(Le fil de l’histoire dans la catégorie « Une autre fin » sur la barre de droite)
Paul,
J’ai attendu seize ans. Seize ans c’est long, mais ça valait la peine. Tu te souviens quand on allait voir le ciel ? Tu disais maman, aujourd’hui c’est sûr, on va voir le soleil. Je savais bien que c’était impossible, mais je t’y emmenais quand même parce que le soleil, c’est dans tes yeux que je le voyais. Tu t’arrêtais au milieu de la grande salle, petit bonhomme, et tu attendais debout, le nez en l’air. Je t’ai porté et toi aussi tu m’as portée, pendant toutes ces années, presque cinquante ans, je n’aurais jamais pensé durer aussi longtemps.

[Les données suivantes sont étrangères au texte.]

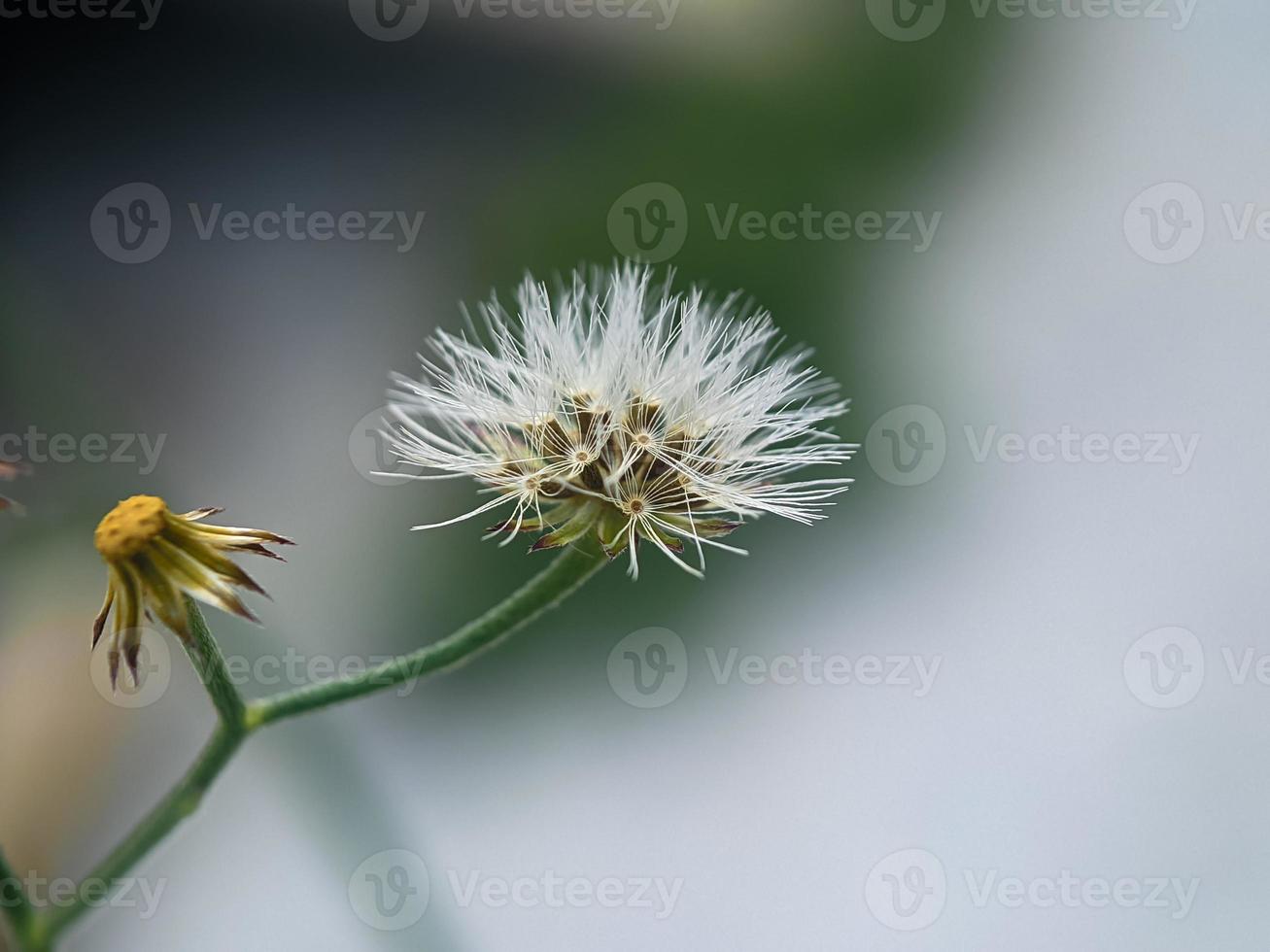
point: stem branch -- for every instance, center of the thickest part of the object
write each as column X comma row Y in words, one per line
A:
column 239, row 720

Je n’ai jamais pu supporter cet enfermement, cette prison à ciel fermé. Je sais bien, j’aurais dû m’y habituer. Comme tout le monde. C’est plus fort que moi, je n’y arrive pas. J’ai toujours voulu sortir, vivre une longue journée d’été, avoir trop froid en hiver, voir les feuilles tomber. Ce que j’ai lu dans les livres. Je n’aurais jamais dû lire tous ces livres, ces histoires du temps passé. J’aurais dû écouter les nouvelles, la météo, aller avec toi sous le dôme pour te prendre en photo.
C’est compliqué d’être une bonne maman sous la terre, surtout quand on n’a pas les pieds sur terre. Tous les jours, je m’en suis voulue de t’avoir mis dans ce monde qui n’était pas fait pour toi. Tous les jours et chaque jour un peu plus. C’est pour ça qu’il faut que ça s’arrête. J’ai déjà trop déteint sur toi. Tu vires au gris, comme moi. Autour de nous, les gens vivent le temps de maintenant. Ils sortent, ils s’amusent, ils rient, ils ont oublié depuis longtemps. Toi aussi, il faut que tu oublies. Ici, le soleil ne tue pas, il ne fait jamais trop chaud ou trop froid. Ici, la vie est possible. C’est déjà beaucoup tu ne trouves pas ?
Ne te fais pas de souci pour la suite, j’ai tout arrangé avec Anna. Je l’aime bien Anna. Elle a les pieds sur terre. Elle prendra bien soin de toi.
Voilà. Il est grand temps que je m’en aille, que je te débarrasse de moi.